Now, for anyone who has read any of my previous posts, the assumption is is that I'm the sort of person who has no problem speaking my mind, in fact, the problem would be actually stopping me from speaking my mind on some occasions. I am opinionated and I have no problems voicing these opinions. But there are occasions when even I fall silent, where what I truly want o say freezes in my throat. That happened tonight.
So the scene, more realistic then shorthand street or any other crappy mind shitted drama. I was catching up with a friend. In my younger days, or even those people who are emotionally uneducated, would have called it a date, I'm older now, I'm more mature now, I now a situation for what it was and this was just a catchup.

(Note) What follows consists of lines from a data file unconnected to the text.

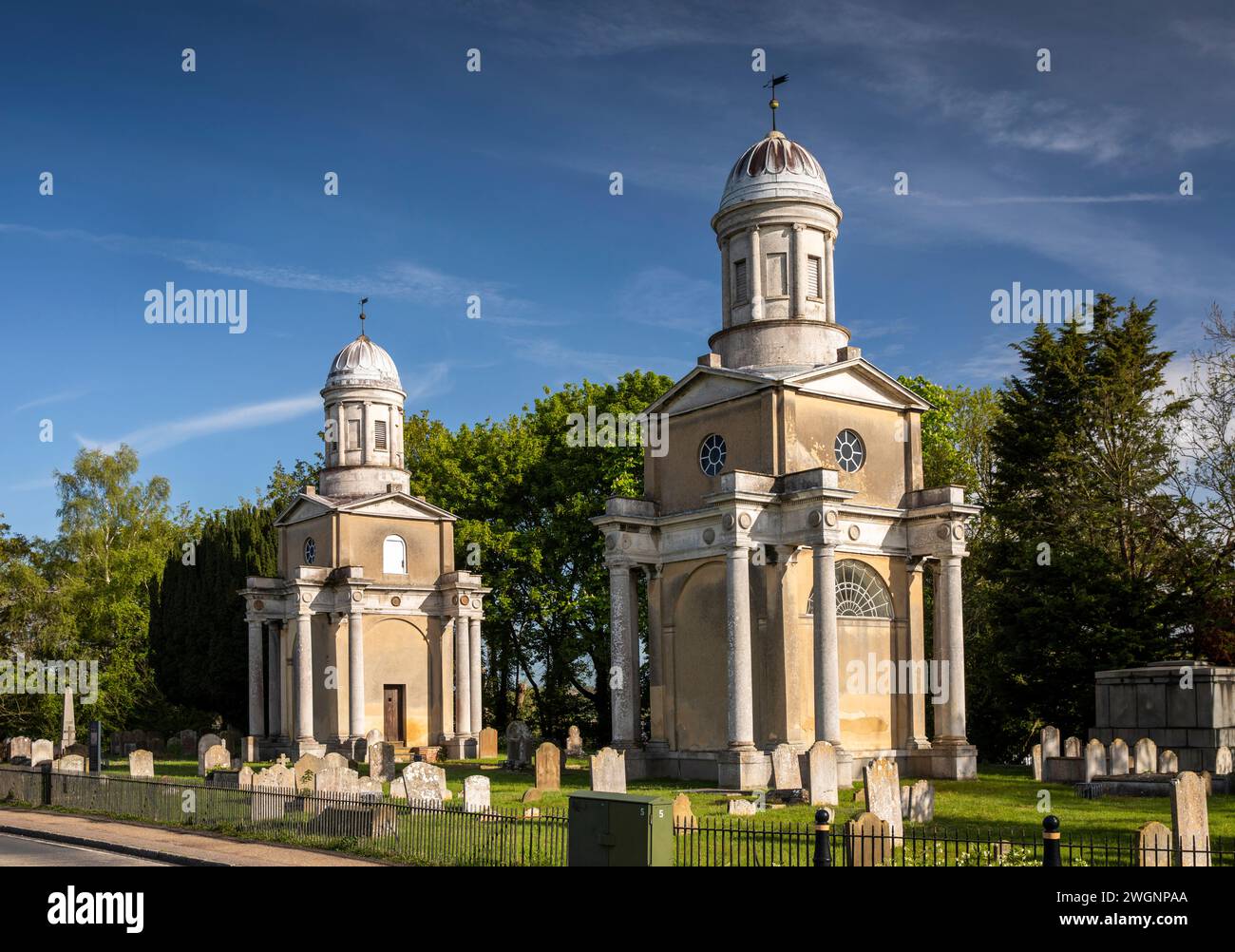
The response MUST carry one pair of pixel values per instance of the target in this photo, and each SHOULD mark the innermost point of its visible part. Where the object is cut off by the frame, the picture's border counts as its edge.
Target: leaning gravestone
(882, 783)
(40, 752)
(141, 763)
(382, 766)
(609, 771)
(1118, 757)
(1094, 759)
(476, 794)
(1189, 817)
(548, 767)
(1152, 845)
(786, 771)
(822, 767)
(519, 745)
(867, 840)
(1145, 756)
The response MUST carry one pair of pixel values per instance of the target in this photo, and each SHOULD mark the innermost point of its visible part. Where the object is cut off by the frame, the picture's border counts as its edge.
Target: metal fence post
(823, 839)
(1051, 841)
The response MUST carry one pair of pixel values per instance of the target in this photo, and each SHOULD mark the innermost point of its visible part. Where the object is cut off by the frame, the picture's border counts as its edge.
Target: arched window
(860, 592)
(394, 556)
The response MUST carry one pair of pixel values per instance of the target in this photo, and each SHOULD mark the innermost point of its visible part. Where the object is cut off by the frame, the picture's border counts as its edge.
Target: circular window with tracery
(712, 454)
(850, 451)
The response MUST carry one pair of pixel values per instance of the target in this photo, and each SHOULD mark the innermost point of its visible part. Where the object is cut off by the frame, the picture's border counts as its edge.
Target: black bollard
(823, 839)
(1051, 841)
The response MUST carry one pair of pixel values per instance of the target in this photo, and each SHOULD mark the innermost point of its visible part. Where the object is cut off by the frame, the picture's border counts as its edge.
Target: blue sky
(497, 182)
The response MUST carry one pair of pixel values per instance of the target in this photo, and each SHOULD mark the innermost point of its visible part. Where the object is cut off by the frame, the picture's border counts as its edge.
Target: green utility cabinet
(620, 829)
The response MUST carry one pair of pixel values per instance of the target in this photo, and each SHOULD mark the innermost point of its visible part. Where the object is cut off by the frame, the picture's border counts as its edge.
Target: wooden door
(391, 713)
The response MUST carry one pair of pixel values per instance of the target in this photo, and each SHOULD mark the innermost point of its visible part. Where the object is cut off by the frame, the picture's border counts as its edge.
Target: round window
(850, 451)
(712, 454)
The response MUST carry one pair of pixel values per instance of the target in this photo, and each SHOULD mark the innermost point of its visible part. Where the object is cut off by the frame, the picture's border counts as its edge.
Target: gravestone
(737, 807)
(1118, 758)
(922, 802)
(822, 770)
(141, 763)
(1152, 845)
(786, 771)
(683, 816)
(1145, 756)
(40, 752)
(609, 771)
(204, 744)
(882, 783)
(382, 766)
(476, 794)
(68, 724)
(548, 767)
(1094, 759)
(217, 758)
(519, 746)
(867, 840)
(1189, 819)
(424, 782)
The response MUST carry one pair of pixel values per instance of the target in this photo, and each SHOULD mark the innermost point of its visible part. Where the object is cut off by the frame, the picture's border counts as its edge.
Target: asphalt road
(24, 851)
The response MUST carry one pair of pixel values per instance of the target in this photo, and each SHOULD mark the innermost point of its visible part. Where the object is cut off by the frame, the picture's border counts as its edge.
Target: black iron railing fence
(445, 835)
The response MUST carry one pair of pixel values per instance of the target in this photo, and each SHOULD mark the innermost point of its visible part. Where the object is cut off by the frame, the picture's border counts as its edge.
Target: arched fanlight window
(394, 556)
(860, 593)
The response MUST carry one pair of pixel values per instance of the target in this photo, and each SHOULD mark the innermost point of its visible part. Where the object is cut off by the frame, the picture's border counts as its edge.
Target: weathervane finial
(772, 103)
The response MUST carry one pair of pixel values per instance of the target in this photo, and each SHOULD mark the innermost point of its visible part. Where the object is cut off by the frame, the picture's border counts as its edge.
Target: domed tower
(776, 229)
(363, 399)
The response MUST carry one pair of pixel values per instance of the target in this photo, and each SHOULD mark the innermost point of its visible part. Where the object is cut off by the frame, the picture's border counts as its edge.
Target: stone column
(827, 679)
(462, 679)
(754, 276)
(950, 567)
(256, 680)
(304, 675)
(477, 699)
(830, 291)
(799, 271)
(737, 598)
(354, 673)
(618, 656)
(275, 680)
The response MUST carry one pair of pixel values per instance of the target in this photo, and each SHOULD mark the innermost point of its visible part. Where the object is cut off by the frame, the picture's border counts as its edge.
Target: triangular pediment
(861, 382)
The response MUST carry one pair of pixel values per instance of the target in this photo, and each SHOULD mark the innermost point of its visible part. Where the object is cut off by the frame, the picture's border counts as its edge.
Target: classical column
(827, 679)
(304, 673)
(275, 680)
(618, 657)
(950, 565)
(354, 672)
(830, 291)
(256, 680)
(462, 679)
(799, 272)
(474, 655)
(737, 623)
(754, 275)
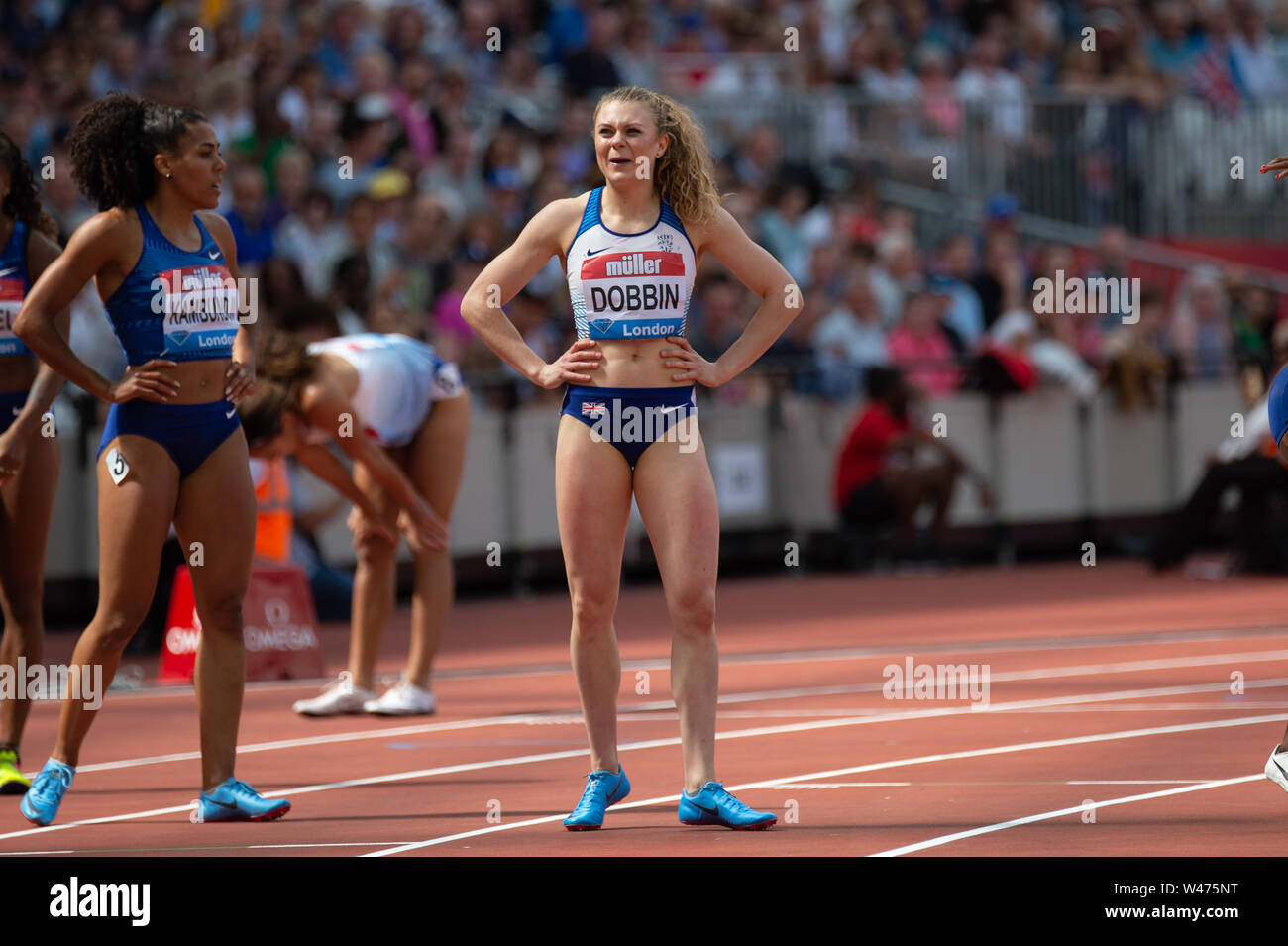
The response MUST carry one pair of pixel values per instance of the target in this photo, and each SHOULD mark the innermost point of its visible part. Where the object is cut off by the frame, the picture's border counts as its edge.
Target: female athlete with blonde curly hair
(630, 250)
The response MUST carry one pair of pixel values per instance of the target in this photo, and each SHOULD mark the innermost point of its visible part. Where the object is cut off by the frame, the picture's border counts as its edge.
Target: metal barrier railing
(1086, 159)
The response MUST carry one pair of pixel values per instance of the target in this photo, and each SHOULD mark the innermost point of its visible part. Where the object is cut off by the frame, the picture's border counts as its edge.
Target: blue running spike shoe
(713, 806)
(236, 800)
(40, 803)
(603, 788)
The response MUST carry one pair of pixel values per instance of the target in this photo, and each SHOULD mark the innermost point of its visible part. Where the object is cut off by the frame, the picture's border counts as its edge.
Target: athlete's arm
(327, 468)
(42, 252)
(325, 408)
(91, 249)
(239, 382)
(501, 280)
(756, 269)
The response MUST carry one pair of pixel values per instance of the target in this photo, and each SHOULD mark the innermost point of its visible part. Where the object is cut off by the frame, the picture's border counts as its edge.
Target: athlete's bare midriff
(629, 364)
(625, 362)
(200, 381)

However, at one point we were heading towards an eatery and she stated how excited and nervous she was going to this place as it was what she termed "naughty food" I mentally disagreed with this statement as the thought of a burger fucking me in the mouth wasn't completely a happy thought I said outloud how I was nervous coming to hang out with her. She asked why and I choked.
Now we've discussed this before, this friend and I, about past feelings and so forth. I had a crush on her when we were younger and still do now, but I'm an adult now, I can control such urges and so forth, and being an adult sucks old hairy man balls. That's why I was nervous, because I still want to prove things to her, that although I have a rough side I'm still likable, that in some way I'm still a viable choice, but ultimately this is the biggest lie. There was a brief moment when I may have been a viable choice, but looking back now I see how truly broken I was back then.
I don't even understand how I became that way. It was a decade of brokenness and shattering of dreams and realities that until the last few years I managed to crawl out of. And so now, with this friend I have one of the moments where I kind of wish I had said something. A moment of regret in a way. Logically of course it would have been a bad idea, because the awkwardness it would have caused would have ruined the rest of the night, so in a way, I'm also relieved I managed to contain my inner voice for once.
So, many will try to read between the lines of what I'm saying and quite frankly, that's fucking annoying, stop it. The main context of this post is this: Even if you love someone there is nothing wrong in my opinion to like someone else. It's the enactment upon those feelings that are the downfall. I didnt act. I'm fucking awesome. You all think so as well.
Fuck adulthood and maturity sometimes.